Filtering Azure Event Hubs events with low latency

Published in

DataReply

6 min readDec 6, 2021

Azure Event Hubs lets you ingest millions of events per second and process them in real-time. It implements many of the core concepts found in Apache Kafka (e.g. distributed log, means for stream processing, connectors). Its notion of ‘namespaces’ corresponding to Kafka Streams and an ‘Event Hub’ is the equivalent of a Kafka topic. Moreover, it provides several connectors and is well integrated with other Azure services such as Blob Storage or Azure Data Explorer.

Thus, storing events with Event Hubs Capture or building analytical apps with Azure Stream Analytics is relatively simple. However, filtering events with sub-second latencies is still a challenging task.

In this article, I would like to present different architecture approaches you can use to filter events with low latency. First, let’s start with the problem definition.

Problem

For one of the projects, my team had to visualize events coming from an external service. The service was sending telemetry data from ~2000 sensors. However, the data was not received from sensors directly. Instead, it was collected, enriched, and streamed to Azure Event Hubs using Avro serialization format.

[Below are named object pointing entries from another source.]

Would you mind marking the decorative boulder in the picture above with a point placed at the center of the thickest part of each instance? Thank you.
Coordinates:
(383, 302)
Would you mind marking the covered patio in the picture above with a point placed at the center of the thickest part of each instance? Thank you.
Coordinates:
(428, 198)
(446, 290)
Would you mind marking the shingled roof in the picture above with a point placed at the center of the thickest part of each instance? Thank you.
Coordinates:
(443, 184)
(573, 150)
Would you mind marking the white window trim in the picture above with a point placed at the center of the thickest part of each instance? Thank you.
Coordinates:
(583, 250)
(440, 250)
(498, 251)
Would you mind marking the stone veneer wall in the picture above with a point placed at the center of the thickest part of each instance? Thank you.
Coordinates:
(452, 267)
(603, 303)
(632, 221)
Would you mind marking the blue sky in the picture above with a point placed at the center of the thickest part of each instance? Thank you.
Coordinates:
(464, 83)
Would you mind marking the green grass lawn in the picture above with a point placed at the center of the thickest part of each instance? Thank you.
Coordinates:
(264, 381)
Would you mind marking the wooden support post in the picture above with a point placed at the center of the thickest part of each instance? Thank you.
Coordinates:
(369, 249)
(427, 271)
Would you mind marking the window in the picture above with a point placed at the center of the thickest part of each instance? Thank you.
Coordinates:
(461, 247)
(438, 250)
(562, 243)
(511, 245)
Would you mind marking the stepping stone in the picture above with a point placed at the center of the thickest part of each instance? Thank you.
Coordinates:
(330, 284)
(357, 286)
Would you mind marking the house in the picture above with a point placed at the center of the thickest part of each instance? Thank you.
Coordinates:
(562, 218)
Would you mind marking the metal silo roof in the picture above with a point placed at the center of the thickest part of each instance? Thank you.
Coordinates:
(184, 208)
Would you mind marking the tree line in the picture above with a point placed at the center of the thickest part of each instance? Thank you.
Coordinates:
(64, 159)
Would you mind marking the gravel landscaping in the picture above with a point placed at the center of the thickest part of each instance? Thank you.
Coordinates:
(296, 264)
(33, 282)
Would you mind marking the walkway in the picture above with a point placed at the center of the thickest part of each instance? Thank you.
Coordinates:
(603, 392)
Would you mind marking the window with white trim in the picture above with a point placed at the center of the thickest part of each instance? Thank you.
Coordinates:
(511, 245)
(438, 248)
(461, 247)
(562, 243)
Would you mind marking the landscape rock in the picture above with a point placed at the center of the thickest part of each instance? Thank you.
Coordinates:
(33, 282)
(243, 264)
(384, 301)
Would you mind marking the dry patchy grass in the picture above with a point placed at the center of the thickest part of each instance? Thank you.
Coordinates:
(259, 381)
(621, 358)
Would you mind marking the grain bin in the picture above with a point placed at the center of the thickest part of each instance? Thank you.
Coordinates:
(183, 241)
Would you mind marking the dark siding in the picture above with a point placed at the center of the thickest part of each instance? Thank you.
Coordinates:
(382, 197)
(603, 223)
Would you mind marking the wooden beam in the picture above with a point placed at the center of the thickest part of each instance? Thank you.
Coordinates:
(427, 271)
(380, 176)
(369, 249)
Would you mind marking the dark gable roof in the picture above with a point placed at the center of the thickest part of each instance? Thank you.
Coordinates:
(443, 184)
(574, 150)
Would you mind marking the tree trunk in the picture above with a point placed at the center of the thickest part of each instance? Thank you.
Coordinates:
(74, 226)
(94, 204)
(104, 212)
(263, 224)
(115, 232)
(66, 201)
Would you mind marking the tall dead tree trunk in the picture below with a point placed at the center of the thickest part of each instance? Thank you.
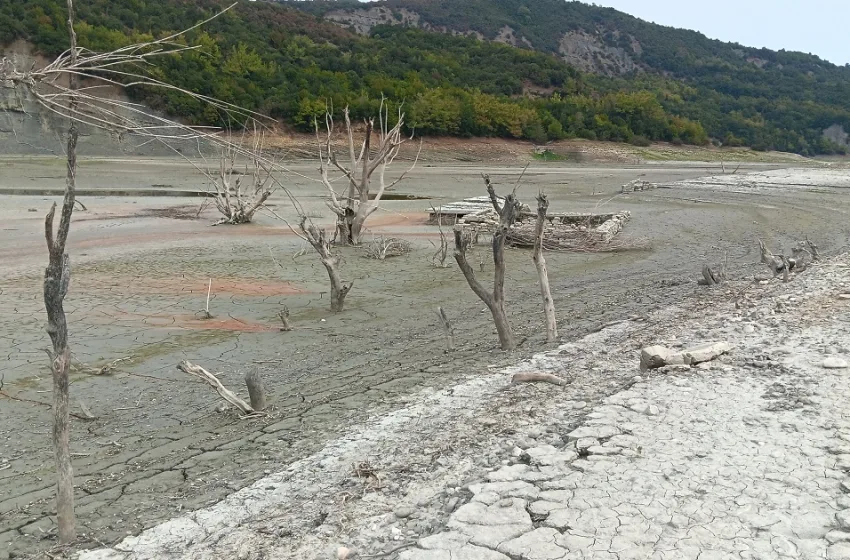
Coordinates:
(57, 279)
(542, 272)
(359, 202)
(494, 301)
(322, 244)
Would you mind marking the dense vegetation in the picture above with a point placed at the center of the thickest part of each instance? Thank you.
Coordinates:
(291, 64)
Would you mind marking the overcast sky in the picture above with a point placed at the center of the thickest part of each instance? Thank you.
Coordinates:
(812, 26)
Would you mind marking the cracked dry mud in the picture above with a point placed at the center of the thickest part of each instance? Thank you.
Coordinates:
(159, 448)
(745, 457)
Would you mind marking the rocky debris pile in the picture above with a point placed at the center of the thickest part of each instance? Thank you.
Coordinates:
(659, 356)
(637, 185)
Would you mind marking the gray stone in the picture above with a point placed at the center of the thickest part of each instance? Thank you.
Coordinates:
(536, 545)
(834, 362)
(599, 431)
(837, 536)
(508, 473)
(417, 554)
(403, 512)
(584, 443)
(601, 450)
(512, 489)
(704, 352)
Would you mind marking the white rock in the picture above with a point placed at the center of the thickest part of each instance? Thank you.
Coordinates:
(705, 352)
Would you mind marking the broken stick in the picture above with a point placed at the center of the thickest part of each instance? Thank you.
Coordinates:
(225, 393)
(256, 390)
(449, 330)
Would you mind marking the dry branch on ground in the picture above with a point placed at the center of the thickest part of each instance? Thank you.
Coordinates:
(358, 201)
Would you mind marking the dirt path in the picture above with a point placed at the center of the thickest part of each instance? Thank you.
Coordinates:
(745, 456)
(159, 447)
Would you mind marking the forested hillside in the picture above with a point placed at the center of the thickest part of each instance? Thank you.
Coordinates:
(291, 64)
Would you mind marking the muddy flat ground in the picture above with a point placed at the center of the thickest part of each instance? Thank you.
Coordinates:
(141, 268)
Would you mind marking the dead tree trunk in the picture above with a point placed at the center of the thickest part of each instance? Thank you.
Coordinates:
(542, 272)
(237, 203)
(779, 264)
(256, 390)
(57, 278)
(319, 240)
(494, 301)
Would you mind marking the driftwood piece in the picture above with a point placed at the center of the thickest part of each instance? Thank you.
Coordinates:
(538, 377)
(318, 238)
(228, 395)
(542, 272)
(284, 319)
(448, 329)
(256, 390)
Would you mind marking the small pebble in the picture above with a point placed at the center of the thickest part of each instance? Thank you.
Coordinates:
(403, 512)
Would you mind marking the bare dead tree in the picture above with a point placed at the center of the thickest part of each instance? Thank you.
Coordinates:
(354, 206)
(495, 300)
(319, 240)
(542, 272)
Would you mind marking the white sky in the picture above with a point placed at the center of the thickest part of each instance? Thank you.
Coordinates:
(811, 26)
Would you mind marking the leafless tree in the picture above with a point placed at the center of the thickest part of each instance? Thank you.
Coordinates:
(778, 264)
(121, 68)
(542, 272)
(358, 201)
(382, 247)
(236, 201)
(495, 300)
(319, 240)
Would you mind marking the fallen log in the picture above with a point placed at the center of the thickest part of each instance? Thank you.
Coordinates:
(226, 394)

We were tasked to make the data available for visualization with the lowest latency possible. Visualizations were eventually rendered by a 3rd party desktop app. Analysts were using their instance of the app to examine the data coming from 10–20 sensors simultaneously. Moreover, they could switch between different sets of sensors.

The main challenge for us turned out to be the filtering of raw events. Azure does not have a ready-to-use solution that can filter Event Hubs events and propagate the results to clients. So, we had to build a service that could process events with the following characteristics:
partition keys (sensors): 2000
partitions: 4
messages: 3500/s
throughput: 7mbit/s = 0.875 mbyte/s
keys to filter(sensors to visualize): 20

The section below summarizes some ideas we considered during the design phase of the project.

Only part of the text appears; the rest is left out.